Constrained mixture models of growth and remodelling in an infarct left ventricle: A modelling study

Abstract

Myocardial infarction (MI), characterized by the death of myocytes in the myocardium, leads to high morbidity and mortality rates worldwide. The persistent imbalance of biomechanical stress and strain within the myocardium is a critical factor contributing to adverse growth and remodelling (G&R) following MI, such as wall thinning and chamber dilation. This study investigates the structural and functional adaptations of a left ventricle (LV) after MI through the application of a constrained mixture model of G&R. We further examine the effects of fibre dispersion on LV pump performance using this G&R model.
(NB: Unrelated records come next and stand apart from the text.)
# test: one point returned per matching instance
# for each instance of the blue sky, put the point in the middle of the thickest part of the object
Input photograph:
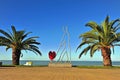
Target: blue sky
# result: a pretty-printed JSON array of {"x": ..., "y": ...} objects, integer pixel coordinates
[{"x": 46, "y": 18}]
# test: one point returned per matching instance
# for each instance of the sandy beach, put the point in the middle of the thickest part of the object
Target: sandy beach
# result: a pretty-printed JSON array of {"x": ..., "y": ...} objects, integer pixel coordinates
[{"x": 47, "y": 73}]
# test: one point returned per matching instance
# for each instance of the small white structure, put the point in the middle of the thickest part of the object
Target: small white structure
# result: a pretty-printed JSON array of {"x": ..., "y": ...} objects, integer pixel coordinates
[{"x": 28, "y": 63}]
Our model successfully reproduces key characteristics of post-MI G&R, including scar thinning, LV cavity dilation and wall stiffening. Pure myofibre G&R after scar maturation could lead to excessive LV dilation with slightly reduced stroke volume. In contrast, pure collagen G&R would result in a significantly reduced stroke volume that will not meet the blood demand of a patient. A moderate increase in fibre dispersion could prevent significant LV dilation and maintain LV stroke volume, which might be beneficial in preserving normal LV pump function. Whereas excessive dispersion could severely impair active contractility, leading to a much-reduced stroke volume, and ultimately progressing towards heart failure. Future investigations should incorporate the complex interplays between mechanical triggers, biochemical environment and pathological pathways using this constrained mixture theory framework. This approach has the potential to enhance our understanding of cardiac tissue G&R following myocardial infarction, predict LV pump failure due to adverse remodelling, and aid in the assessment of therapeutic strategies in the future.